Intervention de Jean-François Narbonne

Commission d'enquête Pollution des sols — Réunion du 26 février 2020 à 16h45
Table ronde des représentants d'associations de défense des populations et de protection de l'environnement

Jean-François Narbonne :

Il me semble indispensable d'établir une cartographie. Si vous abordez le problème d'un point de vue sanitaire, vous serez confrontés à des difficultés d'épidémiologie et de puissance statistique. Le QI n'est pas seulement affecté par le plomb ; il faut aussi tenir compte des antithyroïdiens et des perturbateurs endocriniens. Si vous dépassez un seuil de plomb dans le sol, il faut s'occuper du sol et ne pas attendre que les enfants soient malades. Nous n'avons pas besoin de prises de sang pour savoir que le sol est pollué. Pour déterminer si les pesticides déclenchaient la maladie de Parkinson chez les agriculteurs, il a fallu une étude de deux millions de personnes en Australie.

La cartographie vous donne déjà des informations. En outre, elle est indispensable pour lancer une étude épidémiologique. Vous ne réalisez pas une étude épidémiologique sur un département, mais sur un site pollué et un site témoin. Il existe un problème budgétaire.

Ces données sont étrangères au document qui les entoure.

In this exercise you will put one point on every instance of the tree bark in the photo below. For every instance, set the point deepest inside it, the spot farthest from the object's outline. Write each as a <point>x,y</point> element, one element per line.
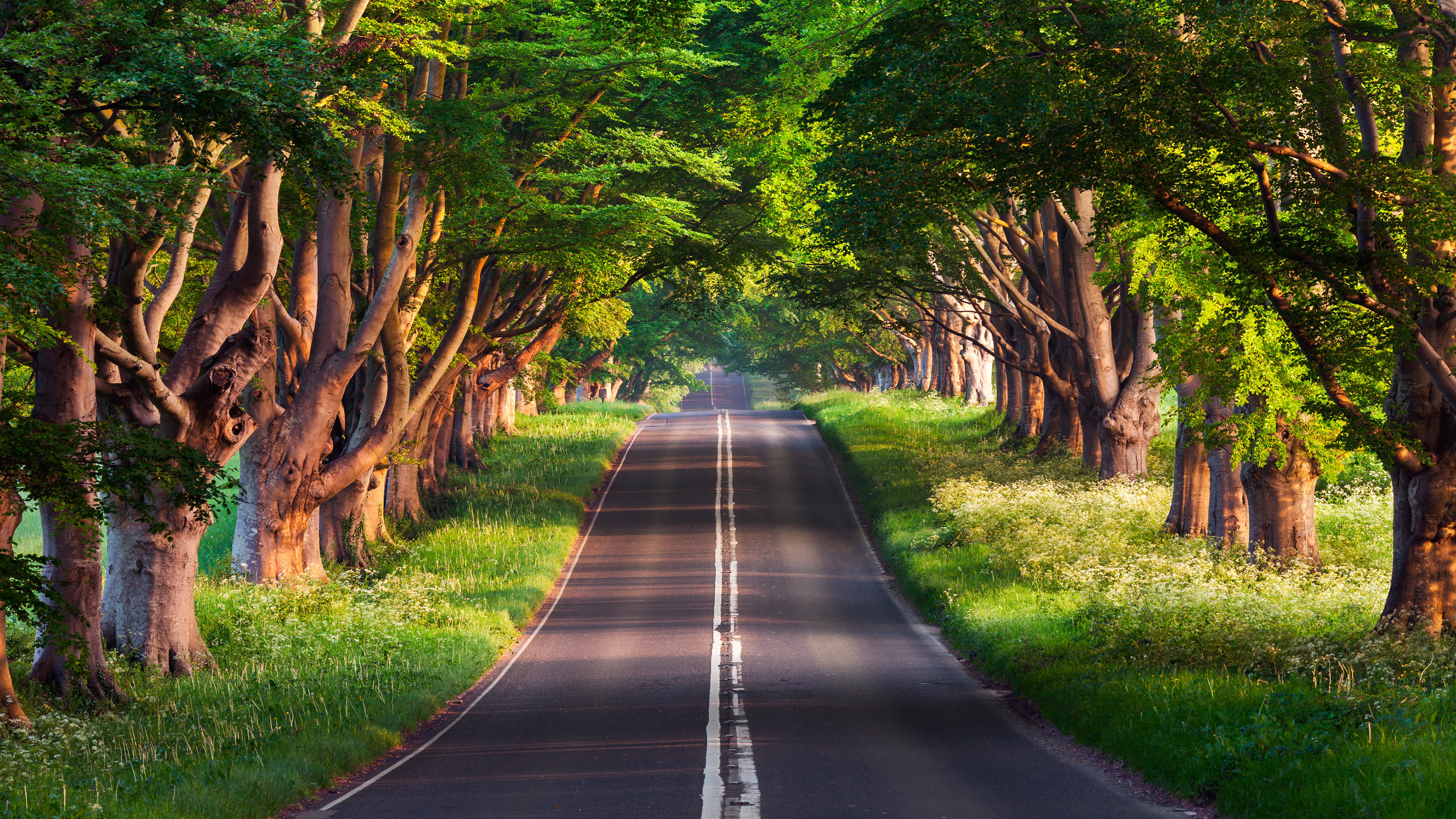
<point>1228,505</point>
<point>12,509</point>
<point>72,661</point>
<point>1282,503</point>
<point>1189,513</point>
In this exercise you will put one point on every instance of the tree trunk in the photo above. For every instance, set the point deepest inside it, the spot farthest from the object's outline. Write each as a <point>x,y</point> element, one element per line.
<point>402,499</point>
<point>1015,395</point>
<point>1282,503</point>
<point>1228,505</point>
<point>1033,407</point>
<point>1050,422</point>
<point>1189,513</point>
<point>152,617</point>
<point>1128,430</point>
<point>66,392</point>
<point>11,512</point>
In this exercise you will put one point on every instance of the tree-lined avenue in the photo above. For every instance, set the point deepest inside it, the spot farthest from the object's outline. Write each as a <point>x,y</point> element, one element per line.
<point>854,710</point>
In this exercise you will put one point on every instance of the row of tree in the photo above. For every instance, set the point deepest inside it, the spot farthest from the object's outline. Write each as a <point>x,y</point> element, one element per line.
<point>1247,203</point>
<point>333,240</point>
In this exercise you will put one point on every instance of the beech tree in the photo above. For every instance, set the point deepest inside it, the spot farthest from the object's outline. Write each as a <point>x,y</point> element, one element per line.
<point>1307,143</point>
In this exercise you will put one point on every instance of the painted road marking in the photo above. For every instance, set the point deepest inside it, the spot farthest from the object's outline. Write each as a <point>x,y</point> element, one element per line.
<point>561,591</point>
<point>730,779</point>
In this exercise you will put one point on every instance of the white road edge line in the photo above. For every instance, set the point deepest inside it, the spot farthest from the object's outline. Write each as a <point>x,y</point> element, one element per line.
<point>526,645</point>
<point>712,761</point>
<point>743,776</point>
<point>912,617</point>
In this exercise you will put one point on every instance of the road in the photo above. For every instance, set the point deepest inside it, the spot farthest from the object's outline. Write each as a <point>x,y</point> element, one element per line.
<point>726,648</point>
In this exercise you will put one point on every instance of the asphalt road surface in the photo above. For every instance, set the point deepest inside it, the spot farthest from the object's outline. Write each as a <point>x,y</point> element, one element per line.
<point>726,646</point>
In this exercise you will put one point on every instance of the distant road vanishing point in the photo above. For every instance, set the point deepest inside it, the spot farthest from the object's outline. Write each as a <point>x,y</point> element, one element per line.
<point>724,645</point>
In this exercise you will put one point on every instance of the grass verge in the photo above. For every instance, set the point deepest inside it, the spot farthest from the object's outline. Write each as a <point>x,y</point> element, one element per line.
<point>317,679</point>
<point>1261,691</point>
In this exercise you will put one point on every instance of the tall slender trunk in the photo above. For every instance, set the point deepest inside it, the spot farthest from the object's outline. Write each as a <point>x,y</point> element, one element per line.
<point>1228,505</point>
<point>1282,503</point>
<point>11,512</point>
<point>1189,513</point>
<point>66,392</point>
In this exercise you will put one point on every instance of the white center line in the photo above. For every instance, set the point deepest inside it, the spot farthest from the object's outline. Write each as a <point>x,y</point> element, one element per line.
<point>561,589</point>
<point>730,779</point>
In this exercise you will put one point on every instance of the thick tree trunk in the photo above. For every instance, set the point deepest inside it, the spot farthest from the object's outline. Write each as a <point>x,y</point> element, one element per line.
<point>402,499</point>
<point>1033,407</point>
<point>1282,503</point>
<point>982,373</point>
<point>1128,430</point>
<point>1050,423</point>
<point>1189,513</point>
<point>66,392</point>
<point>1228,505</point>
<point>506,410</point>
<point>152,617</point>
<point>1015,395</point>
<point>11,512</point>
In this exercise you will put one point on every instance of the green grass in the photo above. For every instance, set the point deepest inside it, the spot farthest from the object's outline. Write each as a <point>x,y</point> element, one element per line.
<point>318,679</point>
<point>1260,691</point>
<point>764,394</point>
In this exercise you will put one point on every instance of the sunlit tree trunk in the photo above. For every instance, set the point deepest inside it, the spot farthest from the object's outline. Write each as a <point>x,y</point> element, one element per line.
<point>11,512</point>
<point>1189,513</point>
<point>1282,503</point>
<point>72,661</point>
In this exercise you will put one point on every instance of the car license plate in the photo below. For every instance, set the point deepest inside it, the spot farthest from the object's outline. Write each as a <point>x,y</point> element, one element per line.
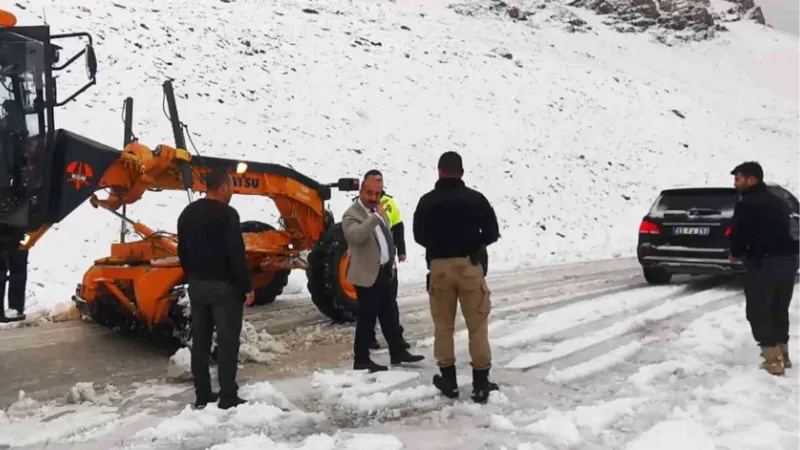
<point>692,231</point>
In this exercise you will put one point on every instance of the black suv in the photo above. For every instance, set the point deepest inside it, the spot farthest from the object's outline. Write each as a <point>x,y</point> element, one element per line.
<point>686,232</point>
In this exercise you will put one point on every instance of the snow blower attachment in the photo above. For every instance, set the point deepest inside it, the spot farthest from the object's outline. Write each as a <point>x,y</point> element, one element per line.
<point>140,285</point>
<point>45,174</point>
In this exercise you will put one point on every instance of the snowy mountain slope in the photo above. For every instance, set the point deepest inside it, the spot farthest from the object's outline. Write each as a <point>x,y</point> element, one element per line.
<point>570,139</point>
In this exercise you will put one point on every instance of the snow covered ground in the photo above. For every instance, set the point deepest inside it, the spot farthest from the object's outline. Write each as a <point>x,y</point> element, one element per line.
<point>570,139</point>
<point>652,368</point>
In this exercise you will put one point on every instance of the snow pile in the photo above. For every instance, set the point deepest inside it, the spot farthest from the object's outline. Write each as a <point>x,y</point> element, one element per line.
<point>268,413</point>
<point>315,442</point>
<point>28,422</point>
<point>259,346</point>
<point>255,346</point>
<point>84,392</point>
<point>179,366</point>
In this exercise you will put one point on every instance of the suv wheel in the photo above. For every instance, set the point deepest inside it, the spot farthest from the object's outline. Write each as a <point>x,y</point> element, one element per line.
<point>655,275</point>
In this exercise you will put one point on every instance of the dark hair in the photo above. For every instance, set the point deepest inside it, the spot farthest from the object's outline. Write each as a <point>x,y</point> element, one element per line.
<point>450,163</point>
<point>373,173</point>
<point>216,178</point>
<point>749,169</point>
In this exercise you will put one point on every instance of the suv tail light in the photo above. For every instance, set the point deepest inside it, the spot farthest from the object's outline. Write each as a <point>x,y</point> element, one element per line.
<point>648,227</point>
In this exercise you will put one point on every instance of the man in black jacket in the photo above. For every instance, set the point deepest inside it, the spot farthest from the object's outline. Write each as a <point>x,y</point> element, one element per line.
<point>455,224</point>
<point>762,241</point>
<point>211,251</point>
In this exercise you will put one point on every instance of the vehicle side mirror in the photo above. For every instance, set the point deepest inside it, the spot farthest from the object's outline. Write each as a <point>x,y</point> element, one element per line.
<point>348,184</point>
<point>91,63</point>
<point>90,60</point>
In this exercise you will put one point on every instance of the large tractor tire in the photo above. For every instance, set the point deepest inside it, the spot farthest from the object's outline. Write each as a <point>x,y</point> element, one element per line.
<point>269,292</point>
<point>327,272</point>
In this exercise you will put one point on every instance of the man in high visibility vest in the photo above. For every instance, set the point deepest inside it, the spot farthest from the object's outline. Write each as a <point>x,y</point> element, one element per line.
<point>398,235</point>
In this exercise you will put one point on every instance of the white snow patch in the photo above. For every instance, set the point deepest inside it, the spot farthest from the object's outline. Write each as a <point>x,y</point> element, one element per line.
<point>84,392</point>
<point>594,365</point>
<point>669,435</point>
<point>620,328</point>
<point>363,393</point>
<point>551,322</point>
<point>179,366</point>
<point>259,346</point>
<point>340,441</point>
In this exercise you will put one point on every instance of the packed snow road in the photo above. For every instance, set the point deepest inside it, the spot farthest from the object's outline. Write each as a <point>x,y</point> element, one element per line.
<point>587,356</point>
<point>44,361</point>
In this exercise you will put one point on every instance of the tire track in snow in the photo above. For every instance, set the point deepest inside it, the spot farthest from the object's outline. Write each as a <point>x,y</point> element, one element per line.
<point>659,313</point>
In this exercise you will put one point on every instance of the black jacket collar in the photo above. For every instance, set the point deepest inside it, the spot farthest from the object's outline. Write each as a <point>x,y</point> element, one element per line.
<point>448,183</point>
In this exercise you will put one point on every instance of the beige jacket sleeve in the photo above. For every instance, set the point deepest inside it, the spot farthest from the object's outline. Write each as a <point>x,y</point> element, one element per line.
<point>355,232</point>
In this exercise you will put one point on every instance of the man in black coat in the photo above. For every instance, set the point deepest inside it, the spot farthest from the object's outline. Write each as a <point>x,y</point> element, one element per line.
<point>761,240</point>
<point>212,255</point>
<point>455,224</point>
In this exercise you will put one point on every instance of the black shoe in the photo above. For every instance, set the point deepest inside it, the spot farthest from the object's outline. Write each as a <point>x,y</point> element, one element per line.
<point>446,382</point>
<point>481,386</point>
<point>370,365</point>
<point>405,356</point>
<point>227,403</point>
<point>203,400</point>
<point>375,345</point>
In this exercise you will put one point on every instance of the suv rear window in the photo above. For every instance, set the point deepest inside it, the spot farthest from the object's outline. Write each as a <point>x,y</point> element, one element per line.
<point>714,202</point>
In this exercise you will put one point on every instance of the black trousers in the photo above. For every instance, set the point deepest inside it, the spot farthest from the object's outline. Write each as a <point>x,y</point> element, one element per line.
<point>14,270</point>
<point>215,304</point>
<point>769,285</point>
<point>377,304</point>
<point>395,308</point>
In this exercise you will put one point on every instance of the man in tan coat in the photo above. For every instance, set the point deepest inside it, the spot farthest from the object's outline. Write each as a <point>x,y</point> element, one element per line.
<point>371,270</point>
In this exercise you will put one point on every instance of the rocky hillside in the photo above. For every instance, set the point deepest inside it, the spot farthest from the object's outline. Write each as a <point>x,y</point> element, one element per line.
<point>667,19</point>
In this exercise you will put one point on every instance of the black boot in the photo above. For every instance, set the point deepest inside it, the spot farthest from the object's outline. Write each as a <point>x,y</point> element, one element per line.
<point>402,355</point>
<point>446,382</point>
<point>202,400</point>
<point>374,345</point>
<point>227,402</point>
<point>368,364</point>
<point>481,386</point>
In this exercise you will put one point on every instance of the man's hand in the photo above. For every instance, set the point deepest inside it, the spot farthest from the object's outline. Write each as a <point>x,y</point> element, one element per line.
<point>250,298</point>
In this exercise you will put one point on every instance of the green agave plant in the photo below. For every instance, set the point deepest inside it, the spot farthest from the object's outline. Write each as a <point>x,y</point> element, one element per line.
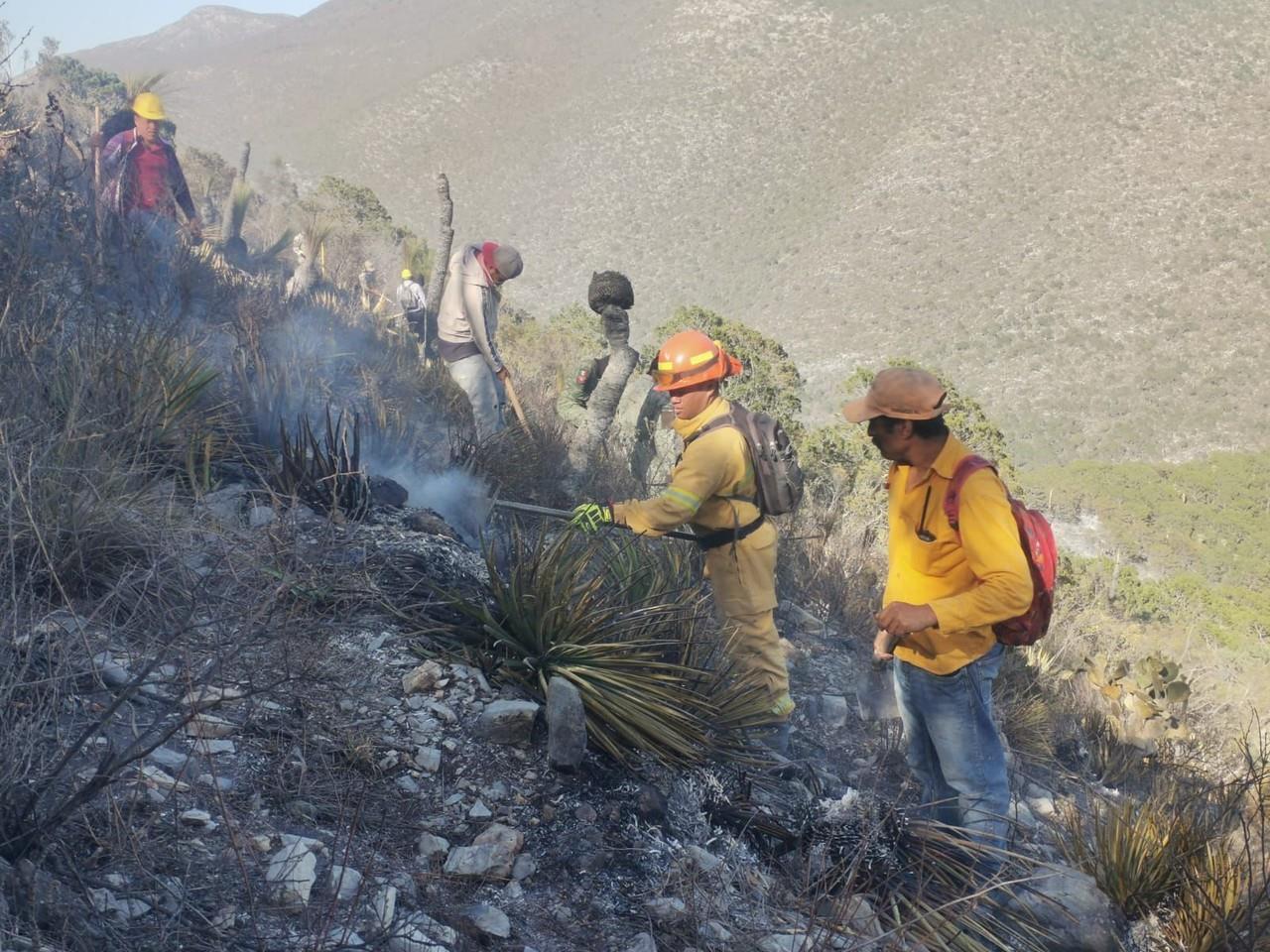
<point>648,667</point>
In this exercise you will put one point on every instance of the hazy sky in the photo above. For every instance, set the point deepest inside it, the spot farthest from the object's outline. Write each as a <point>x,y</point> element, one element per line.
<point>84,23</point>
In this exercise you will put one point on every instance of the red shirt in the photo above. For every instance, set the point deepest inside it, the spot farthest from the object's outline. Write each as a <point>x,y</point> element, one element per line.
<point>150,188</point>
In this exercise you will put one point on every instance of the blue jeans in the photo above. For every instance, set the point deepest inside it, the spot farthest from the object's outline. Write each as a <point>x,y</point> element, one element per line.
<point>953,747</point>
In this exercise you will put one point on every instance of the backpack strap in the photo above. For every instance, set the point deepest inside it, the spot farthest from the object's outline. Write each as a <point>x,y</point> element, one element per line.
<point>717,424</point>
<point>965,468</point>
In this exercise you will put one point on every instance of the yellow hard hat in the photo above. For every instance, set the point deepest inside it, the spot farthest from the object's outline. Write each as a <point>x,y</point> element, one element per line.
<point>148,105</point>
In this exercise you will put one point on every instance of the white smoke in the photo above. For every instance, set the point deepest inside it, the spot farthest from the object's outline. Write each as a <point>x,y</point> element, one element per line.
<point>456,495</point>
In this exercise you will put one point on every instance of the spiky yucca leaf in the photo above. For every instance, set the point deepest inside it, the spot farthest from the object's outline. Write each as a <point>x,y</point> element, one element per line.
<point>1139,849</point>
<point>557,613</point>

Une étude sanitaire avec des biomarqueurs d'exposition exige un budget. En général, les ARS, estimant que le sujet les dépasse, renvoient le dossier à Santé publique France. Il faut qu'un institut national intervienne, car certaines ARS ne sont pas formées et répondent mal. Pour pallier cette hétérogénéité locale, il faudrait un staff national qui puisse se déplacer dans la zone en cas d'alerte, pour effectuer une cartographie et juger si un site est pollué, en fonction des seuils. Sur cette base, nous pourrions alors définir des zones sur lesquelles une étude épidémiologique pourrait être menée.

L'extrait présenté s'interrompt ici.